|
|
|
|
|
by agwa
524 days ago
|
|
> If you let a disk run full weird shit happens. Only in buggy software that ignores errors from system calls. Obviously you can expect availability problems when you run out of space, but there's no excuse for losing data from committed transactions given that the OS will reliably report the error. > So I do strongly hope that besides changing software, they added some disk space monitoring. One of the action items in their incident report was improving monitoring and alerting: https://groups.google.com/a/chromium.org/g/ct-policy/c/038B7... |
|
For example, the author says "Whilst its primary key index still includes the ~1,300 unsequenced rows, the table itself no longer contains them." This is simply impossible in InnoDB, which uses a clustered index – the primary key B-tree literally is the table with InnoDB's design.
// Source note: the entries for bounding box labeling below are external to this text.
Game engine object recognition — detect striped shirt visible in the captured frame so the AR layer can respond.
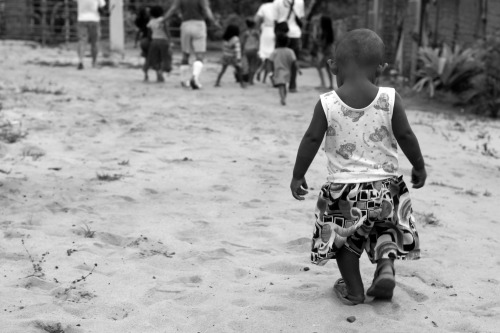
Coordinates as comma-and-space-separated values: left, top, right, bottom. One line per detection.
222, 36, 241, 60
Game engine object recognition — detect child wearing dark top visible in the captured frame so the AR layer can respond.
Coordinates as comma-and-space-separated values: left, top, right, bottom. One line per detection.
143, 6, 172, 82
215, 24, 245, 88
135, 6, 151, 59
312, 16, 335, 90
241, 18, 260, 84
268, 34, 298, 105
290, 29, 427, 305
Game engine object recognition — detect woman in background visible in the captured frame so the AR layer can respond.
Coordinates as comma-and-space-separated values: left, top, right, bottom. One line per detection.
255, 0, 276, 83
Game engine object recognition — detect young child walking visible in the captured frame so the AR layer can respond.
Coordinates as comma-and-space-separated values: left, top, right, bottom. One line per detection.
143, 6, 172, 82
215, 24, 245, 88
312, 16, 335, 90
290, 29, 427, 305
268, 34, 298, 105
242, 18, 260, 85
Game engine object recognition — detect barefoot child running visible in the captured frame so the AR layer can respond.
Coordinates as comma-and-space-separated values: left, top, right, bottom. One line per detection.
268, 34, 298, 105
143, 6, 172, 82
290, 29, 427, 305
215, 24, 245, 88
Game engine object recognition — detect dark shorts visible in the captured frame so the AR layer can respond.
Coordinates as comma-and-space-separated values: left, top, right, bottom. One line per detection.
311, 177, 420, 265
221, 56, 241, 67
147, 39, 172, 72
77, 21, 101, 44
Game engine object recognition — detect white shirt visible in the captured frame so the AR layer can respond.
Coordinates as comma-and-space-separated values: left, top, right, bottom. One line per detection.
255, 2, 276, 28
321, 87, 398, 184
273, 0, 304, 38
76, 0, 106, 22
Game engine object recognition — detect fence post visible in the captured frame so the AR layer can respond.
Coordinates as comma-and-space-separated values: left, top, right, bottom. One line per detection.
409, 0, 422, 84
64, 0, 70, 48
40, 0, 47, 46
109, 0, 125, 54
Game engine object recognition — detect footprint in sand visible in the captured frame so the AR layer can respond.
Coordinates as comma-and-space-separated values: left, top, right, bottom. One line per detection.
198, 248, 234, 261
286, 237, 311, 253
260, 305, 288, 311
231, 298, 250, 308
234, 268, 250, 279
260, 261, 303, 275
96, 232, 134, 246
19, 276, 58, 290
212, 185, 230, 192
396, 282, 429, 302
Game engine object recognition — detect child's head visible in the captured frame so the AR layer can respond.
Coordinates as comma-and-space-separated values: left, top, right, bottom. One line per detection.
319, 16, 335, 44
150, 6, 164, 18
330, 29, 385, 86
222, 24, 240, 41
276, 34, 288, 47
245, 17, 255, 29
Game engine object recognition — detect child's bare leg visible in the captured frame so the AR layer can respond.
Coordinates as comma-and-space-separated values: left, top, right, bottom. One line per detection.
156, 69, 165, 82
255, 60, 266, 81
366, 255, 396, 299
77, 38, 86, 69
90, 41, 99, 67
316, 66, 326, 88
234, 66, 246, 88
215, 65, 227, 87
326, 65, 334, 90
337, 246, 365, 304
279, 84, 286, 105
142, 58, 149, 82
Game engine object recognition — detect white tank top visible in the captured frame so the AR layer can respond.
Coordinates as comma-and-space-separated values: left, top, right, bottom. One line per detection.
320, 87, 399, 183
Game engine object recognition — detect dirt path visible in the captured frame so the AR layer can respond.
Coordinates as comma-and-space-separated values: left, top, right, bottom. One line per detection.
0, 43, 500, 332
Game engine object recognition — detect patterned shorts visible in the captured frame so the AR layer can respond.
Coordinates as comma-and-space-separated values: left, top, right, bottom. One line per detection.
311, 176, 420, 265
The statement in the incident report is complete nonsense.
Also if the storage volume runs out of space, InnoDB rolls back the statement and returns an error. See https://dev.mysql.com/doc/refman/5.7/en/innodb-error-handlin... (MySQL 5.7 doc, but this also aligns with MariaDB's behavior for this situation)
So maybe they were using MyISAM, which is ancient and infamously non-crash-safe and should pretty much never be used for anything of consequence, which has been well-known in the database world for 15+ years. Who knows, they didn't say.
The report directly says "Our teams have very little expertise with MySQL/MariaDB", which also makes me question their conclusion "that it is not possible" to restore/recover.
Also this whole incident happened to Sectigo, take from that what you will.
The one thing I'd criticize MariaDB for here is that they're lacking an additional safety mechanism which MySQL has: by default MySQL will shut down the database server if a write to the binary log cannot be successfully made, ensuring that any writes on the primary can be replicated as well. (iirc this was a contribution from Facebook.)